Mr Brown added: "An economic hurricane has swept the world, creating a crisis of credit and of confidence.
"History has brought us now to a point where change is essential. We are summoned not just to manage our times but to transform them."
In addressing Congress, Mr Brown follows in the footsteps of Winston Churchill, Clement Attlee, Margaret Thatcher and Tony Blair.
He said: "Now more than ever the rest of the world wants to work with you...
"And let me say that you now have the most pro-American European leadership in living memory. A leadership that wants to cooperate more closely together, in order to cooperate more closely with you.
"There is no old Europe, no new Europe. There is only your friend Europe.
Gordon Brown seemed to offer a lot of warm words but very few hard plans to fight the recession
Vince Cable, Lib Dems
"So once again I say we should seize the moment - because never before have I seen a world willing to come together so much.
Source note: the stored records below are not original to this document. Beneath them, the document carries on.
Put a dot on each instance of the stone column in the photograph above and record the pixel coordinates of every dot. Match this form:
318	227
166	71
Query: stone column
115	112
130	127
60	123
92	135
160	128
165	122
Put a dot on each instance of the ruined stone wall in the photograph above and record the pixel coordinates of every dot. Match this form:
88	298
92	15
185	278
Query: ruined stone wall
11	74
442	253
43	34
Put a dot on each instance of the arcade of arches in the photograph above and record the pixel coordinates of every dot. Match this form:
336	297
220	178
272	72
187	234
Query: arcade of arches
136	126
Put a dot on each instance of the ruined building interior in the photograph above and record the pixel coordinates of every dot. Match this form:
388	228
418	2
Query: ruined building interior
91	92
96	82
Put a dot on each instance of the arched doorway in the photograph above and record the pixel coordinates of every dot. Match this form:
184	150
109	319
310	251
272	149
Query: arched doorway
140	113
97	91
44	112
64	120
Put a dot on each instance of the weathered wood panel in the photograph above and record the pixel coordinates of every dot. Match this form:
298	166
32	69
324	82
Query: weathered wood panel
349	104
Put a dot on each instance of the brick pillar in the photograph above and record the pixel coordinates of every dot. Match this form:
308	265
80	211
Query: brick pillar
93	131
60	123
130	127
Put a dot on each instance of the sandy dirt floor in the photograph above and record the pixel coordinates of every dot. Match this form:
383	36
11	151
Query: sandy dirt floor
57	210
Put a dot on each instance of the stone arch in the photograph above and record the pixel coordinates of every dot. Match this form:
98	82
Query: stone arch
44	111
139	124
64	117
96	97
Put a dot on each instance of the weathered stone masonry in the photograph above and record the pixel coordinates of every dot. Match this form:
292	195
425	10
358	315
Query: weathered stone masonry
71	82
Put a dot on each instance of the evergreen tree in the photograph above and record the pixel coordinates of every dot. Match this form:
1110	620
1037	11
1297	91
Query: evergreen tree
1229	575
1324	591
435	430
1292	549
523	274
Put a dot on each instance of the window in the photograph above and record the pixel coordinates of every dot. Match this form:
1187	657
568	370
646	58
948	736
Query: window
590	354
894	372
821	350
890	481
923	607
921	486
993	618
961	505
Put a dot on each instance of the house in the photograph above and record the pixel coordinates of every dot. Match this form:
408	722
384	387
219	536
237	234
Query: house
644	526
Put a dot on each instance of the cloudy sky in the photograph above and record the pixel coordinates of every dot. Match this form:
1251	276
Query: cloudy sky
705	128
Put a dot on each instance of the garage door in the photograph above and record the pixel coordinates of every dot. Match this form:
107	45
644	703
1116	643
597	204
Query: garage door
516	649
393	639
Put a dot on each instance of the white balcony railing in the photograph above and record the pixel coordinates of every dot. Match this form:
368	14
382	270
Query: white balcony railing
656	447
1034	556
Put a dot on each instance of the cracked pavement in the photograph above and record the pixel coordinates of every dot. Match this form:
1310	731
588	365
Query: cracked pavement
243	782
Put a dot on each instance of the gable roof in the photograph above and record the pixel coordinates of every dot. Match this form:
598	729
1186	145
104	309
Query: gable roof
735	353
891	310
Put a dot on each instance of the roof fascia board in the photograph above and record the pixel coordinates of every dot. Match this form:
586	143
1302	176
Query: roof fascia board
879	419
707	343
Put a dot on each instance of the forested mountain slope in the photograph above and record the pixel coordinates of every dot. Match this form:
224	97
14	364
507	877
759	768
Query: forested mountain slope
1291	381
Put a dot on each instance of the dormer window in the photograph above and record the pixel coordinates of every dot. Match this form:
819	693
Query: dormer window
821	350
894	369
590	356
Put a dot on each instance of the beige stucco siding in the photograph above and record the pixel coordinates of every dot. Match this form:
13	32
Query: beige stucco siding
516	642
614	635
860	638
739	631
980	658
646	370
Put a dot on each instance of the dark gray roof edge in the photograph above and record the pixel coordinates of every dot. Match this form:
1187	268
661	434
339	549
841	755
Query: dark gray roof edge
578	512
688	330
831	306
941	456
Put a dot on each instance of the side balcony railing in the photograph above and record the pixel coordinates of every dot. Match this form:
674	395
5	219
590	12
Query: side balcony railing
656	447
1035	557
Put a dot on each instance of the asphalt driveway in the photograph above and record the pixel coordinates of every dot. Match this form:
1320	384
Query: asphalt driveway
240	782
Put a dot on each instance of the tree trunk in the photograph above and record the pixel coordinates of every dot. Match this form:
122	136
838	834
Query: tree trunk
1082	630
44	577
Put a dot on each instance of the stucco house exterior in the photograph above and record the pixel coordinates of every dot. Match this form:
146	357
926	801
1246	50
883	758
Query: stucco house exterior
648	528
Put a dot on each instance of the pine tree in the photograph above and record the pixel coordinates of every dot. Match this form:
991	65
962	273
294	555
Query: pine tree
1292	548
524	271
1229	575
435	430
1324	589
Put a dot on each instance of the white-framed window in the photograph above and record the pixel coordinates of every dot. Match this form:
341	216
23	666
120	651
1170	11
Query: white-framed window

Never before has that been more needed."
Announcing the honorary knighthood for Edward Kennedy, Mr Brown said that "Northern Ireland is today at peace, more Americans have healthcare, more children around the world are going to school" because of the long-serving Democratic senator.
The world owed "a great debt to [his] life and courage", he added.
Senator Kennedy, who is being treated for a brain tumour, was unable to attend Congress.
BBC political editor Nick Robinson said US President Barack Obama had telephoned Mr Brown during his flight back to the UK to congratulate him on his speech.
But he said the US administration had "only just begun to engage with the ideas that are coming from Gordon Brown, let alone agree to them".
Conservative Party acting leader William Hague said: "It is right [of Mr Brown] to remind Americans that we need to work together against protectionism, in defeating terrorism and in combating climate change.
"What was missing was any sense of contrition for past mistakes and an ability to translate words into action."
Liberal Democrat Treasury spokesman Vince Cable said: "Gordon Brown seemed to offer a lot of warm words but very few hard plans to fight the recession which has engulfed the world economy and his government.
"Rather than trying to shore up his reputation in America, he should be focusing his attention on fixing the mess we face back home."
After Mr Brown's meeting with Mr Obama on Tuesday, the US president said the "special relationship" between the countries would "only grow stronger".
After about an hour of talks at the White House, Mr Brown and Mr Obama said they agreed that improvements were needed to the regulation of the global banking system.
Mr Obama warned that countries should not "project inwards" by encouraging protectionism during the economic crisis.
Mr Brown said the two countries were pursuing a "common interest" in a "global new deal".
The prime minister's US visit comes ahead of a summit of the Group of 20 (G20) developed and emerging economies in London on 2 April.
The EU and Canada have warned that a "buy American" clause in the US economic recovery package could promote protectionism.
It seeks to ensure that only US iron, steel and manufactured goods are used in construction work funded by the bill - but has included a pledge to respect international trade obligations.